Brillo, premios… y frustraciones
Lejos del césped, la foto es más amable. El martes, en la gala de los premios PFA en Manchester, Cherki sonreía, posaba para fotos, firmaba autógrafos y recogía reconocimientos: incluido en el Team of the Year y nominado a Young Player of the Year. Imagen de estrella en ascenso, foco, flashes, aplausos.
Pero la otra cara de su temporada se vio en el Mundial de este verano. Con Francia, rodeado de una delantera plagada de nombres pesados, su papel fue secundario. Solo fue titular en el partido por el tercer puesto ante Inglaterra y no llegó ni al descanso: sustituido al descanso con su selección perdiendo 4-0. En total, 124 minutos en todo el torneo. Demasiado poco para un futbolista que no sabe disimular cuando algo no le gusta.
No tardaron en circular vídeos donde se le veía molesto con Didier Deschamps. Nada nuevo para quienes le conocen de cerca.

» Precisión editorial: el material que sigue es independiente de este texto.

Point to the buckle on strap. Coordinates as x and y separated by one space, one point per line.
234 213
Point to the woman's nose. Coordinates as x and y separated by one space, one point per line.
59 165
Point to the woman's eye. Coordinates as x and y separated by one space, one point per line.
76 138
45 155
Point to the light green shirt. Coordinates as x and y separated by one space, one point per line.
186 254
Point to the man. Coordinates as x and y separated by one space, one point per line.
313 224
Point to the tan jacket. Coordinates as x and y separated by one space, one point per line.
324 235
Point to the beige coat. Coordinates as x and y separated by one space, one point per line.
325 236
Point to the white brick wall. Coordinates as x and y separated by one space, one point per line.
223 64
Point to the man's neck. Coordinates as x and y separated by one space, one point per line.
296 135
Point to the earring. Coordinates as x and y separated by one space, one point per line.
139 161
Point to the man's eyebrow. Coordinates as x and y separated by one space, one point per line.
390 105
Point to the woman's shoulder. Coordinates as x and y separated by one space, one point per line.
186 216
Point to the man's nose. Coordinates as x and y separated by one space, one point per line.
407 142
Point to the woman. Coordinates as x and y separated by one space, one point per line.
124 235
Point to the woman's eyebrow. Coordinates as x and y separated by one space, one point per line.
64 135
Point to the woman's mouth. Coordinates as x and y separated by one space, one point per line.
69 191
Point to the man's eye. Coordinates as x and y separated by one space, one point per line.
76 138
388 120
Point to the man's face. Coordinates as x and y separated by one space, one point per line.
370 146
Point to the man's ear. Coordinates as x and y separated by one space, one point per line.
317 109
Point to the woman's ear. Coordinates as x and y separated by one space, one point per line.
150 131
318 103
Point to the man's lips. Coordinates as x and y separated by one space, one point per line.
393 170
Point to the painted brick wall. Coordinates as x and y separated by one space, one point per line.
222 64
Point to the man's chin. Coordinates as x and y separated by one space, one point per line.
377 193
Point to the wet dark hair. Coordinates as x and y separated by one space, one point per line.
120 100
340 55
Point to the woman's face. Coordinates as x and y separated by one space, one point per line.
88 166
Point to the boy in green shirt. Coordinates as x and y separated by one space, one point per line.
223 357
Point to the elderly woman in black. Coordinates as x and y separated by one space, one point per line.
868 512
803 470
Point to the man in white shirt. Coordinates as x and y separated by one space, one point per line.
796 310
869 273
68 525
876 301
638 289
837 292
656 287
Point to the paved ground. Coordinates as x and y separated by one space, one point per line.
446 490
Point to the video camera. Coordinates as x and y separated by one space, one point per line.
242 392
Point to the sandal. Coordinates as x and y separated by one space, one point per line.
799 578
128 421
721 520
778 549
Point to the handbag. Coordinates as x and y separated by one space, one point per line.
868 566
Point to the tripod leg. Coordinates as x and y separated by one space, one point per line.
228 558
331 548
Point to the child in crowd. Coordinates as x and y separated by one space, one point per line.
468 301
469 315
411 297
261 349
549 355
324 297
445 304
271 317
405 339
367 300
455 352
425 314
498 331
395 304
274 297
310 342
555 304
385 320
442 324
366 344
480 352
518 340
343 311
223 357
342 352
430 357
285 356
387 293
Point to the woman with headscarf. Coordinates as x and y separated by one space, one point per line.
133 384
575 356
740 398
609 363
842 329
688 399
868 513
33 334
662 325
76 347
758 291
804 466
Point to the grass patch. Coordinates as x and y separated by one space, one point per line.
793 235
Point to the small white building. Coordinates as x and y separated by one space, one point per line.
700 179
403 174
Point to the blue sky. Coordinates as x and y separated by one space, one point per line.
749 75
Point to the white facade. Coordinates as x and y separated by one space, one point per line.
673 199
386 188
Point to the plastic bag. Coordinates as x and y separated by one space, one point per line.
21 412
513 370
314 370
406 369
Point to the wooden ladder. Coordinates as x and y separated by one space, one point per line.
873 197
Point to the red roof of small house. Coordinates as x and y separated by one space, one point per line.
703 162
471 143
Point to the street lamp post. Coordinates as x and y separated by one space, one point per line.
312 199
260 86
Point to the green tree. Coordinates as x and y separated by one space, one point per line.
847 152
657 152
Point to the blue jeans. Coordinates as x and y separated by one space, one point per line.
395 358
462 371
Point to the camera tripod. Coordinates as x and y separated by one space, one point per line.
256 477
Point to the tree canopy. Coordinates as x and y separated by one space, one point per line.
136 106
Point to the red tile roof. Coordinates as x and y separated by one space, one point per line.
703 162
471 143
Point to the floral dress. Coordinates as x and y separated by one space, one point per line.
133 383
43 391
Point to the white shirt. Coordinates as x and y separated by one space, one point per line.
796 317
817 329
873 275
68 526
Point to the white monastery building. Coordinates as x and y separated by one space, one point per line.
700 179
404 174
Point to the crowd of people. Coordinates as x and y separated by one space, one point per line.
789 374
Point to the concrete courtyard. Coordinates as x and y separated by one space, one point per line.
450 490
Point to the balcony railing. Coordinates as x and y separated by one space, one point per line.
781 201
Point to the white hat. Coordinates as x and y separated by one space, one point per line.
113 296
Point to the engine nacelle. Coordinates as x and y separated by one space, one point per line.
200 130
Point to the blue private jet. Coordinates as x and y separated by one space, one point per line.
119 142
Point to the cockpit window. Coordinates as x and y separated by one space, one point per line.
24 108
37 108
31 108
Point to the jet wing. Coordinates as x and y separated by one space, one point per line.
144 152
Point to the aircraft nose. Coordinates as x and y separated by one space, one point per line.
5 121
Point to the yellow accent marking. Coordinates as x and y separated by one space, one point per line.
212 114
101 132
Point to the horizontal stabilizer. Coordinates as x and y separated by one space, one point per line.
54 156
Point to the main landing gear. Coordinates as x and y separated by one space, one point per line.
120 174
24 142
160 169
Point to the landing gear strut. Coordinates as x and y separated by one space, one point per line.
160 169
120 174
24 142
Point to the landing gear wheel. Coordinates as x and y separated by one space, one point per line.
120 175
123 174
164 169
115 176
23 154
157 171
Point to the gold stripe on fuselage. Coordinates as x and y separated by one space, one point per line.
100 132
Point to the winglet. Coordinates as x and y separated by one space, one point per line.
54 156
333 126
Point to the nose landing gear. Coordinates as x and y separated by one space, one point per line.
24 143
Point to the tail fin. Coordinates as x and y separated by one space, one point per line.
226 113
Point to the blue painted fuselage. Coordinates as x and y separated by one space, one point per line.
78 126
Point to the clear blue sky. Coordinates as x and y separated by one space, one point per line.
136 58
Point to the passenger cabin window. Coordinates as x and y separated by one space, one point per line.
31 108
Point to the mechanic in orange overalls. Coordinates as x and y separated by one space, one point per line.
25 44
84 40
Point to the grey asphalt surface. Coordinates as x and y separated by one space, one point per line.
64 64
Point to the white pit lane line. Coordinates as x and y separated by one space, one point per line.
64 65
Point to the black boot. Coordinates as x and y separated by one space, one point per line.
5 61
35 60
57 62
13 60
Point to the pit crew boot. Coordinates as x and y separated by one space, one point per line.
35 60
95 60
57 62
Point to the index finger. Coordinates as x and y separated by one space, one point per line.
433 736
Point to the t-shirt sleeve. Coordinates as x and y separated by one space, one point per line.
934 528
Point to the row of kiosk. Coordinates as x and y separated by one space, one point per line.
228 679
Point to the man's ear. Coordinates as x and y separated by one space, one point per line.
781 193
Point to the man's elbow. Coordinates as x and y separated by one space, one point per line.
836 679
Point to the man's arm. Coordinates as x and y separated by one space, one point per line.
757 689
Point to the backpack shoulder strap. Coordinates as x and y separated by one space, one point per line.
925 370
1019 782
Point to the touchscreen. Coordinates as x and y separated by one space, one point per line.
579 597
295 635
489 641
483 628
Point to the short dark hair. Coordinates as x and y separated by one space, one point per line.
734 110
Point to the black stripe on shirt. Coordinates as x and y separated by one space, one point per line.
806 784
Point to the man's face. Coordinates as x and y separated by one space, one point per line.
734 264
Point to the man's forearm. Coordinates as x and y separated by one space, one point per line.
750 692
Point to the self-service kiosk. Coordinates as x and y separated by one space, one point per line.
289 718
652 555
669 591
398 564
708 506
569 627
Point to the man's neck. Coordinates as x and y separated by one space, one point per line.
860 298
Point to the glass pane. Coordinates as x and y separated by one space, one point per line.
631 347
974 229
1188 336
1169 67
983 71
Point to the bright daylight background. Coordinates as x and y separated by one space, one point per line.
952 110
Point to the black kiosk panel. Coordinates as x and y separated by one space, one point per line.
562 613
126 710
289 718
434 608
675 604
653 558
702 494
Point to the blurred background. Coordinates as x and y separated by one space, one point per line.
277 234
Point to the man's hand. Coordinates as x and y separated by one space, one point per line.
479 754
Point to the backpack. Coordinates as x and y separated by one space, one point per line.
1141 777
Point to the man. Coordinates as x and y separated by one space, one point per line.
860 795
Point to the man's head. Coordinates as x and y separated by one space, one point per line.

Un carácter que no se esconde
Maresca lo explicó sin rodeos tras la remontada ante Bournemouth. Rayan, dijo, es “un chico bastante agradable y claro”: si está enfadado, se nota. No es de los que esconden el gesto. Si se sienta a su lado en el banquillo y no está contento, todo el mundo lo percibe porque hace lo posible por que se vea.
Esa personalidad ya venía subrayada desde antes de su fichaje. En el documental reciente de City en Amazon, el director ejecutivo Ferran Soriano admitió que la información previa sobre el francés “no era tan positiva”. Todos coincidían en su talento, pero flotaba la idea de que era “caótico”. Aun así, el club apostó fuerte: 30 millones de libras a Lyon en junio de 2025 para llevárselo a Manchester.
El domingo, tras el pitido final, las cámaras captaron otra escena significativa. Maresca caminó directo hacia Cherki, lo abrazó por los hombros y le habló largo y tendido en pleno césped. Un gesto mezcla de cariño, autoridad y aviso. Lo que se dijeron no ha trascendido. Preguntado después sobre si el atacante sería titular pronto, el italiano solo lanzó un “absolutamente, sí”. Una palabra que suena a promesa… pero también a desafío.
El reto de este año
Este puede ser el gran partido de Cherki lejos del balón: dominar sus emociones. El City viaja a Selhurst Park el viernes y el francés, con 23 años, espera que su irrupción contra Bournemouth le abra por fin la puerta del once inicial. Sabe que ha dado argumentos. Sabe también que, en este equipo, nada se regala.
La cuestión es si el mediapunta, tan brillante como volcánico, será capaz de sostener la calma si las titularidades no llegan al ritmo que él cree merecer. Porque el talento ya ha quedado claro. Lo que falta por ver es si su carácter empuja su carrera hacia arriba… o le deja otra vez mirando el partido desde el banquillo.